Pertanyaan Irvan langsung membuyarkan seluruh lamunanku. Aku tersenyum lalu
kuputar otak, kuingat masa kecilku lagi. 'Begadang, begadang, begadang'
kuaduk-aduk arsip memori masa menyenangkan itu. Rasanya aku pernah begadang,
tapi kapan?
Ketika hampir putus asa, aku ingat, justeru aku begadang sehabis nonton
film bang Haji yang berjudul BEGADANG itu. Film selesai jam
dua belas malam, pulangnya aku dan dua temanku harus berlari ketakutan ketika
melewati jalan di sebelah pekuburan umum. Aku bahkan lari sambil
memejamkan mata saking takutnya. Padahal waktu itu malam minggu. Sedangkan
konon katanya menurut kepercayaan di
kampungku, Syethan hanya keluar setiap malam Jum’at.

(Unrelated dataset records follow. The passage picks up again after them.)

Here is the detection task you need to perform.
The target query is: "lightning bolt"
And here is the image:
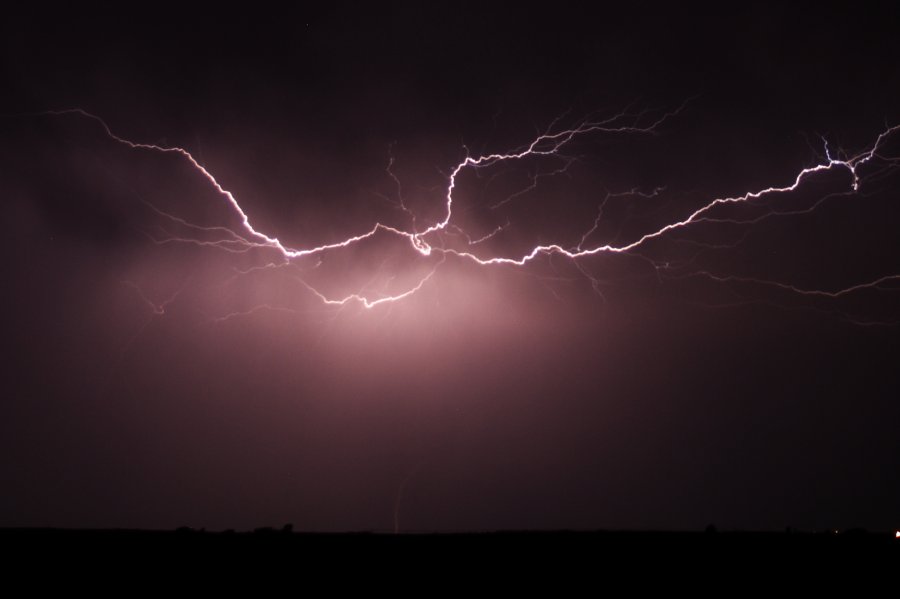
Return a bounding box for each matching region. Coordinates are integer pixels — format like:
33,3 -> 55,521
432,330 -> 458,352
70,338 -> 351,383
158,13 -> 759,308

"Pernah! sampai jam satu!"
Irvan tersenyum, gigi putihnya sangat kontras di antara kulitnya yang
gelap.
Aku selalu tersenyum jika mengingat kejadian itu lagi. Waktu itu akhirnya
kami memilih tidur di pos ronda. Karena begadang itu, kami tertidur pulas
hingga dibangunkan jam enam pagi oleh kang Maman, tukang bubur yang biasa
mangkal di depan pos ronda. Waktu shalat shubuh sudah lewat, hari sudah mulai
terang. Paniknya aku waktu itu. Aku tidak shalat shubuh, aku tidak pernah cerita pada Bapak dan Ibu
kejadian itu, terutama aku tidak shalat shubuh, karena waktu pelajaran tentang shalat shubuh
kesiangan, aku tidak hadir.
"Itu mah bukan begadang atuh."
Aku manggut-manggut. Aku pun bertanya, Irvan menjawab, kesimpulanku,
menurut kamus hidupnya, seseorang bisa dikatakan begadang jika tidak tidur
semalam suntuk hingga shubuh menjemput. Padahal menurut Kamus Besar Bahasa
Indonesia yang sudah diteliti dan diakui para ahli, begadang adalah berjaga
tidak tidur sampai larut malam. Aku ingin berteriak, ’Ingat Van, sampai larut
malam, bukan sampai shubuh. Kalau tidak percaya, coba buka Kamus mahal itu’. Tapi kuakui, Irvan memang hebat, untuk
urusan begadang ia punya kamus sendiri. Lalu apa sebutannya untuk yang tidak
tidur sampai jam satu?
“Setengah begadang.”
Jawabnya enteng ketika kutanyakan, ia nyengir. Jari-jari tangannya terus
menari-nari di antara lipatan, lekukan kertas scotlite yang mulai berbentuk huruf.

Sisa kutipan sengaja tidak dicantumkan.